SNP’s Failed Bottle Deposit Scheme Has Cost £86 Million and Taxpayers Could Bear the Brunt

The SNP-Green Government’s ill-fated bottle recycling scheme, which aimed to boost recycling rates by imposing a 20p deposit on single-use drink containers, has resulted in £86 million in losses, and the taxpayer potentially footing the bill. The Telegraph has the story.

Documents lodged by Circularity Scotland, the company set up to administer the postponed scheme, showed it had nearly £86.2 million of debts and liabilities when it went into administration in June.

This included £65 million owed to waste giant Biffa for the funds it invested preparing for the scheme. It had been tasked with collecting and recycling the bottles and cans collected.

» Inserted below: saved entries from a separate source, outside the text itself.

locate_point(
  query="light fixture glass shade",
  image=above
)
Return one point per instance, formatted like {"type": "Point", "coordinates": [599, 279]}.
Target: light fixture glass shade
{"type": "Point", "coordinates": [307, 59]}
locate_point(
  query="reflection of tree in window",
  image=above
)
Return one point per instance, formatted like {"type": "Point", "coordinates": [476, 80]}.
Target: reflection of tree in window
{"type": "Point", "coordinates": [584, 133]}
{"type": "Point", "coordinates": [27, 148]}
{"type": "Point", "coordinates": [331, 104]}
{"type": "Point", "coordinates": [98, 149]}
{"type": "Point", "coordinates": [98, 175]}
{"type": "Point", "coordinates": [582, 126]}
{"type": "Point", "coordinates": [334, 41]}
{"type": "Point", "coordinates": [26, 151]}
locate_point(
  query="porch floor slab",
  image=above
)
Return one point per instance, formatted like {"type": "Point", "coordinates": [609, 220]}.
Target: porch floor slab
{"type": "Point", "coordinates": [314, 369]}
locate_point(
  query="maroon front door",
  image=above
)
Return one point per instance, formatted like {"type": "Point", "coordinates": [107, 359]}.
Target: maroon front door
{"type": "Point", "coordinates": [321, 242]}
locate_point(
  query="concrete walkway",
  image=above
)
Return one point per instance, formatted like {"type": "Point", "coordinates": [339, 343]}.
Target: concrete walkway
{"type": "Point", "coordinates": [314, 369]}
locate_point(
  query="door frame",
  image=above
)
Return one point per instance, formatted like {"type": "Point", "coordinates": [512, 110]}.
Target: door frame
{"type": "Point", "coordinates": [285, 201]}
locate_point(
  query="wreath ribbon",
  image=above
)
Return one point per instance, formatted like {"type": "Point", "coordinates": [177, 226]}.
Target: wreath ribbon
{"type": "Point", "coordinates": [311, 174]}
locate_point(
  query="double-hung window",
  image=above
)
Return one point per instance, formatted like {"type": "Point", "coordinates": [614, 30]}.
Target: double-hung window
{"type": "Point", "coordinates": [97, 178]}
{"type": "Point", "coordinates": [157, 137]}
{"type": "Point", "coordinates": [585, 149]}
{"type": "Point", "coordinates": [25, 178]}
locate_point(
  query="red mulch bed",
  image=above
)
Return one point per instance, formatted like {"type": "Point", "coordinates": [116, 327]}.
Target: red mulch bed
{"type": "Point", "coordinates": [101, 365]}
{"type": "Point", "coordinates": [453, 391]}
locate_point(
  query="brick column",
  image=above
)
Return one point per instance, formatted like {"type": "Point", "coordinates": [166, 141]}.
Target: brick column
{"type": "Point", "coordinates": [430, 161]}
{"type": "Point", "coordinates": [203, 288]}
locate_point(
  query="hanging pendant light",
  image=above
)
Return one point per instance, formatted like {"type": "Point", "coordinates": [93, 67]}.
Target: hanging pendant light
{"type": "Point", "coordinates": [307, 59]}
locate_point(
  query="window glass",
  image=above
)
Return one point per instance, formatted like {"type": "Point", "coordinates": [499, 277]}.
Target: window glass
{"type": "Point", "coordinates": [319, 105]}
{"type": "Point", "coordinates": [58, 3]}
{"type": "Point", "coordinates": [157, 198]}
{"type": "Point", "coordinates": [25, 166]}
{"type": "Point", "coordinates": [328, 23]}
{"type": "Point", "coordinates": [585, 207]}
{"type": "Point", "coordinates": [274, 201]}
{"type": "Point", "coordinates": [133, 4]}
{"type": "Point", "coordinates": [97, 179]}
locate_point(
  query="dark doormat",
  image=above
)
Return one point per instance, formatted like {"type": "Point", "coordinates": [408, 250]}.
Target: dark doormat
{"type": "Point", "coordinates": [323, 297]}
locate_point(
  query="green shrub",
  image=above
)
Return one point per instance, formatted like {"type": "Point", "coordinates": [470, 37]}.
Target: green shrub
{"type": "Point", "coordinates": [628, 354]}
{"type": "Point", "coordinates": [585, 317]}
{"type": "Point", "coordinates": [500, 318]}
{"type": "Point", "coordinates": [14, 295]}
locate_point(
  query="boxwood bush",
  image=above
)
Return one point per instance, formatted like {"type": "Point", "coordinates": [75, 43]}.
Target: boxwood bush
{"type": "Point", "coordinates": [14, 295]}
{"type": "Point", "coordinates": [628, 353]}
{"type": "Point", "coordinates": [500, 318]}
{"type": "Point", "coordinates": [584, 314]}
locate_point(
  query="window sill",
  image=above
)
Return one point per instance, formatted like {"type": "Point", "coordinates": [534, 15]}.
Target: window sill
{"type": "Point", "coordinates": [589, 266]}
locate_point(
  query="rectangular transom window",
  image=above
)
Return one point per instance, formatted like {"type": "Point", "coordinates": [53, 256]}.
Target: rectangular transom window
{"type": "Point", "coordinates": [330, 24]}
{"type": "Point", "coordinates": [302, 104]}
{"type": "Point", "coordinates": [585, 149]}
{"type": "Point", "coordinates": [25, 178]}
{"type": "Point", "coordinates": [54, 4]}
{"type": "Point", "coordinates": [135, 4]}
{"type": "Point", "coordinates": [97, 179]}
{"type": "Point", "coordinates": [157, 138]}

Documents lodged with Companies House also showed £5 million was owed to Reverse Logistics Group, the preferred bidder for the scheme’s IT.

The Scottish Government is bracing itself for millions of pounds of compensation claims from companies left out of pocket, including thousands of drinks producers and retailers, with taxpayers on the hook.

SNP and Green ministers wanted to boost recycling rates by forcing buyers to pay an extra 20p deposit on single-use drinks containers, including cans and bottles, that would be refunded when returned.

Bottle recycling bank

Every outlet that sells takeaway drinks would have been required to act as a return collection point, with reverse vending machines outside supermarkets, community centres and other public places.

The U.K. Government said it would grant the scheme a conditional exemption from the Internal Market Act, which was needed for it to apply to drinks containers imported to Scotland from elsewhere, but glass bottles could not be included.

Lorna Slater, the Green minister in charge of the scheme, then delayed it until at least October 2025 despite Circularity Scotland making clear it could have gone ahead with just plastic containers and cans.

Drinks manufacturers and retailers then pulled their funding from the firm, forcing it into administration. The company has now lodged a 15-page ‘statement of affairs’ at Companies House detailing its assets and liabilities.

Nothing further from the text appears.